Colorado Winery Spotlight: Bonacquisti Wine Company
Open a decade in the small Denver neighborhood of Sunnyside, Bonacquisti Wine Company have cemented themselves as a great part of the Colorado wine scene. Paul Bonacquisti, founder and winemaker, comes from a long-line of winemakers. “I grew up making wine as a family hobby. So I learned from my dad, who passed it on from my grandfather, who came from Italy,” he says. He had a job in radio, but when they switched formats and no longer needed him, he got his Certified Sommelier certification and went back to his winemaking roots.
The idea to open an urban winery was a bit of a no brainer. He lived in the area and didn’t want to move, farming isn’t his thing, and “this is where the people are.” The process of winemaking is a pretty straightforward one. They source grapes on the open market, but he likes to support the Colorado market and buy Colorado grapes as much as he can. Though they also source grapes from California, Washington, and even New Mexico. They crush the grapes, which come in during harvest season, and ferment them in house and eventually bottle when it comes time to it.

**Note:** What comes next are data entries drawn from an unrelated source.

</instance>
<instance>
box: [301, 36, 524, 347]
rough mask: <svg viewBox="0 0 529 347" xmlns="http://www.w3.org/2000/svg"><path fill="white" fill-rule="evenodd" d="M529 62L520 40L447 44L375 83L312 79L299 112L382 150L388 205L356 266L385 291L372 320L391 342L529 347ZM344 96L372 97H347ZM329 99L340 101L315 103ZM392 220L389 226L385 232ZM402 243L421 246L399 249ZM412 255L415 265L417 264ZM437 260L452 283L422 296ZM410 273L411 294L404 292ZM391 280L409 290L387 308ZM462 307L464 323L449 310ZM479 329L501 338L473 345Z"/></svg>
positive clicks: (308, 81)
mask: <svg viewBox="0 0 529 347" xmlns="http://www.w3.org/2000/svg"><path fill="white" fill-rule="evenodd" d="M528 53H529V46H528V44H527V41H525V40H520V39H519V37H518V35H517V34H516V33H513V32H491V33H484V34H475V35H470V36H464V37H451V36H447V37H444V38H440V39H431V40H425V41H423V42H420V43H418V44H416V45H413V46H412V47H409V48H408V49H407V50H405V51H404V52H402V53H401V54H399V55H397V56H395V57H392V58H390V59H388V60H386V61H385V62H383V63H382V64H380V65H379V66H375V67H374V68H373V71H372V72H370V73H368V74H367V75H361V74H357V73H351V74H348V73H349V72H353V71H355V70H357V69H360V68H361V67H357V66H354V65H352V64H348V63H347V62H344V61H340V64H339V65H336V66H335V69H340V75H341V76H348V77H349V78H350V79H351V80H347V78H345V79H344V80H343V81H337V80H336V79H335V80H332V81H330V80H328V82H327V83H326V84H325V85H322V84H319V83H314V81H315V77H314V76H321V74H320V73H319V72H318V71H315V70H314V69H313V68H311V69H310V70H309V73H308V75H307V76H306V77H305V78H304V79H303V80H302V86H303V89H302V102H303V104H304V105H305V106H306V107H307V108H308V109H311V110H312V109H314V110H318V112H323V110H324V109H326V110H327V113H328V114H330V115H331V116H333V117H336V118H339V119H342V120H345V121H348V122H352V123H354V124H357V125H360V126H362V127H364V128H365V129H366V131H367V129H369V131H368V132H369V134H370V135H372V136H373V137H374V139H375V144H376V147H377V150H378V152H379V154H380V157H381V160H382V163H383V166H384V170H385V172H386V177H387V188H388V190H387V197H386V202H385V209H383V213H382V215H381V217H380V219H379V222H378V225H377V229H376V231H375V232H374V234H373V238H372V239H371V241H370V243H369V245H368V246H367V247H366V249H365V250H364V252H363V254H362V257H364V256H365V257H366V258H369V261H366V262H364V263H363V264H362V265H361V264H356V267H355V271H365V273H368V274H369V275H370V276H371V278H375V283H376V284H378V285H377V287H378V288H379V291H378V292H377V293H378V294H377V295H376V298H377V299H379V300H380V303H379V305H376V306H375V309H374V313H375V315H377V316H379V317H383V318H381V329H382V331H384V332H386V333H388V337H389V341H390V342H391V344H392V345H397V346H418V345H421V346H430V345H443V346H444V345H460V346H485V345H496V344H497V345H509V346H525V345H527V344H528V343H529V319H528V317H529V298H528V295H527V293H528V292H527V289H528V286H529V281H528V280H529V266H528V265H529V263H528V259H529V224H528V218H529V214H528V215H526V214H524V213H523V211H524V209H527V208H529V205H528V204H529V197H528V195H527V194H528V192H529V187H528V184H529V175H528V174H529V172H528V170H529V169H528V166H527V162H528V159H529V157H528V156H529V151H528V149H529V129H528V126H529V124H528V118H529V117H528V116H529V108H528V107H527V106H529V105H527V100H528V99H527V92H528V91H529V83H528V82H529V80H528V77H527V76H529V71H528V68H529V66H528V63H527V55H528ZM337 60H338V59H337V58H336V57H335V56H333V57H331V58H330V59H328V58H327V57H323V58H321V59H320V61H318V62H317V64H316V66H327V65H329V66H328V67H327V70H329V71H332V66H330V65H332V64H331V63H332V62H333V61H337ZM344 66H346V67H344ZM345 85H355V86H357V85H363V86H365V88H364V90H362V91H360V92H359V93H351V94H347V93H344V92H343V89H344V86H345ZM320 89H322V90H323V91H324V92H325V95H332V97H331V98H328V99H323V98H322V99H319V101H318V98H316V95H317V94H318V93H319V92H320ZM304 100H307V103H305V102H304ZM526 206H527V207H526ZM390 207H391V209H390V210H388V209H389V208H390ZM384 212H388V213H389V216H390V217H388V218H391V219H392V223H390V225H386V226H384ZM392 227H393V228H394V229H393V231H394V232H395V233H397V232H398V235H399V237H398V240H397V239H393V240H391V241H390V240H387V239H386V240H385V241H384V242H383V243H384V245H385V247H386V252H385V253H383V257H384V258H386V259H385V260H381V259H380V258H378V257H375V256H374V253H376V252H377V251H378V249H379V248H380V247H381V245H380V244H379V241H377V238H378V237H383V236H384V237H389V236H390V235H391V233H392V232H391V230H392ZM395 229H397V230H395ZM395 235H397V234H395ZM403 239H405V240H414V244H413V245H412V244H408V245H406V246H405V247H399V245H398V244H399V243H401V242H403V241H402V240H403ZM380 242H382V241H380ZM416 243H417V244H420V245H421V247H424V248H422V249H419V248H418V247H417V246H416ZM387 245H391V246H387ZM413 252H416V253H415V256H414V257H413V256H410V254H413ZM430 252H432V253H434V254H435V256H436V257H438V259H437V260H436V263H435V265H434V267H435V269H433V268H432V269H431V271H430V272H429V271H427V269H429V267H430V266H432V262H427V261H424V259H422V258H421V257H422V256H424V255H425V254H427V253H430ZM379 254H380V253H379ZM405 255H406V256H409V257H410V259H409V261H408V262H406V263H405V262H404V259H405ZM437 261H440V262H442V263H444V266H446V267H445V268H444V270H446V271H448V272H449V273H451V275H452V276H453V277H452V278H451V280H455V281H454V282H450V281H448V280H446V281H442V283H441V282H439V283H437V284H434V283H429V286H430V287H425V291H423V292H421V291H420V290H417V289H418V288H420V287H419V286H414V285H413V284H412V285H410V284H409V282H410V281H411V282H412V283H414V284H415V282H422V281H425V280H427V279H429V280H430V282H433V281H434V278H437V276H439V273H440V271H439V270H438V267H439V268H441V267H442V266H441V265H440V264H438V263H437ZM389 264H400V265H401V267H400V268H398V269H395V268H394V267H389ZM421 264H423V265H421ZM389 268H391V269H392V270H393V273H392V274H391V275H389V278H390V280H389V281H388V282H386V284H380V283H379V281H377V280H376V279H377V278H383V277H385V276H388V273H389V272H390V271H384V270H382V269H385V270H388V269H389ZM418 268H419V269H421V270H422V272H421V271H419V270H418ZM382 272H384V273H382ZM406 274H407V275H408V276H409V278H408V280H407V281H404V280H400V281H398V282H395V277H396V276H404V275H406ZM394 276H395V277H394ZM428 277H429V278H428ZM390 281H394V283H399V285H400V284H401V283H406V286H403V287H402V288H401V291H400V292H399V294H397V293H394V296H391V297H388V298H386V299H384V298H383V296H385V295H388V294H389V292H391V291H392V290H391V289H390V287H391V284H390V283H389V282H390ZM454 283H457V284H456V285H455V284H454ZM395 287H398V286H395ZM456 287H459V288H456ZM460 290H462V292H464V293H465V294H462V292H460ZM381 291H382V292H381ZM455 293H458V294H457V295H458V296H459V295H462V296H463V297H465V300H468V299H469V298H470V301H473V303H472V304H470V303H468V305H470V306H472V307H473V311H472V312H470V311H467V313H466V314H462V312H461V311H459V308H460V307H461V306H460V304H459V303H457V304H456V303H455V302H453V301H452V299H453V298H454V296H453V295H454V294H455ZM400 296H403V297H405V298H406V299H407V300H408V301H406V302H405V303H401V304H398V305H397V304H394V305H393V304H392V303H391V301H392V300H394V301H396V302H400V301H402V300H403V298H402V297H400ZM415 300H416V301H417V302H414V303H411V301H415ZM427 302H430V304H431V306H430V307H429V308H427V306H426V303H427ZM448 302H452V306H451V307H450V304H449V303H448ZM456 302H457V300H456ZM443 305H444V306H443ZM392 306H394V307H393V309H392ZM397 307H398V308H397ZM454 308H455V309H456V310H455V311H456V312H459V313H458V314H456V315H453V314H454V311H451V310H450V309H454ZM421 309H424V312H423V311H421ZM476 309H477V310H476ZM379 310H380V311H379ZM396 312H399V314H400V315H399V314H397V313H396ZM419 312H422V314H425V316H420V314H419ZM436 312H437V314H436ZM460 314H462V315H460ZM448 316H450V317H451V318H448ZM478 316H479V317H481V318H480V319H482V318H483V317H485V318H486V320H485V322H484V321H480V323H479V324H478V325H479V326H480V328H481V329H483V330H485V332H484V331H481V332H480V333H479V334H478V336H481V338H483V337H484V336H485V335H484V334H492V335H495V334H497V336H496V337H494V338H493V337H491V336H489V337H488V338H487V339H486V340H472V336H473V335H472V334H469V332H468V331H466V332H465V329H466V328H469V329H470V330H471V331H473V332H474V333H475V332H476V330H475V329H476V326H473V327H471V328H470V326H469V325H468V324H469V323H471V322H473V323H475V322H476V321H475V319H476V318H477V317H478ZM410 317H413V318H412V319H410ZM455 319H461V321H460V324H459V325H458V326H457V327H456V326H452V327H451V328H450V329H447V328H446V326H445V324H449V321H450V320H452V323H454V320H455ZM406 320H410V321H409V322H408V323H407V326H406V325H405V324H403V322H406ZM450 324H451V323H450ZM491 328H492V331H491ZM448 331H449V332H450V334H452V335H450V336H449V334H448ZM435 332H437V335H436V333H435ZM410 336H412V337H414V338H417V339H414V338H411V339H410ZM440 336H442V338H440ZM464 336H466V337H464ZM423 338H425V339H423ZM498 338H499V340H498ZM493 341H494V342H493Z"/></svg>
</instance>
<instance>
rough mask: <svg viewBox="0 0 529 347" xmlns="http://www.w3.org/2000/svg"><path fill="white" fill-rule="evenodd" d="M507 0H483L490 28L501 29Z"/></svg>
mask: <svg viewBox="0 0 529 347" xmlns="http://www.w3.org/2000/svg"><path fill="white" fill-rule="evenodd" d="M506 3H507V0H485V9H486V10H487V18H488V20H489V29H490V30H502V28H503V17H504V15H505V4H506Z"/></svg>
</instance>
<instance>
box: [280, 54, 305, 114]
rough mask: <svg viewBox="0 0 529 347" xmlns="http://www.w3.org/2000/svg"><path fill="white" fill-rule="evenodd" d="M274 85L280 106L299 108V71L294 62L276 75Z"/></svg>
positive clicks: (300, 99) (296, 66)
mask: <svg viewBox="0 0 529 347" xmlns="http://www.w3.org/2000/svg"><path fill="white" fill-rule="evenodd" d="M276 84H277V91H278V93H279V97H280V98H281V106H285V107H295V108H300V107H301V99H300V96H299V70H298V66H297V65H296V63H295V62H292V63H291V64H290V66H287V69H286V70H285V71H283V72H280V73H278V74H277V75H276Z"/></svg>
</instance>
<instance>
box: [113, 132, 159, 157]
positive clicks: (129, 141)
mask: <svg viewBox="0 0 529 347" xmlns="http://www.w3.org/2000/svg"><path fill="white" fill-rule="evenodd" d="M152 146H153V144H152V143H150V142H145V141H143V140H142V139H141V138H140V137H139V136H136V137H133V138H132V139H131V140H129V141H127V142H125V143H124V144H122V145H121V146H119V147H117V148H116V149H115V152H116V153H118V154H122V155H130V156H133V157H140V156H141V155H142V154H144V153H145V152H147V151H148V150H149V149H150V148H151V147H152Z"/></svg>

The juice starts in stainless steel and then “go into barrels at various stages. Some are only in stainless steel, it just depends on the wine.” The wine then goes back into the stainless steel once it’s done in the barrel for bottling and kegging. As for the wines that stay in the stainless steel, it’s all whites. “All my whites are only stainless, I don’t do any barrel aging on whites,” says Paul. Some of his reds to have shorter barrel times than others, but all of them are in the barrel at some point. Paul says it’s merely a style preference to not barrel his whites. In general, fermentation is about a two-week process, and then it’s a matter of aging and maturing which can take three months to nine, depending on the wine. When you go in for a tasting, you’ll notice that the wine is coming out of a tap. When they get ready to bottle the wine, they’ll put it in bottles as well as a keg. Paul says doing this makes things more economical as well environmentally friendly, and doesn’t change any of the process.
As for how the wine scene has changed since he’s been open, Paul says it’s grown a lot. “I think I was number 63 or 64 winery when I opened, and now there are over 130 wineries in the state.” He also attributes the state’s amount of sunshine as setting Colorado apart from the other wine-heavy states. The reds have more fruit forward characteristics and that helps the wine stand out.
One thing that sets Bonacquisti apart is they sell refillable growlers. You can get whichever wine you’d like, and when you’ve emptied your growler, you can just take it back for more. They also make in-house sangria (which is a blend of red and white with a peach wine base), which you can put in your growler. All you have to do is pour over ice, add an orange, and you have a great, easy sangria. They also have wines named after their Children – the Vinny No Neck, an Italian style red, and the Bella Risa, a pinot grigio. It adds to their philosophy of making wine accessible and welcoming.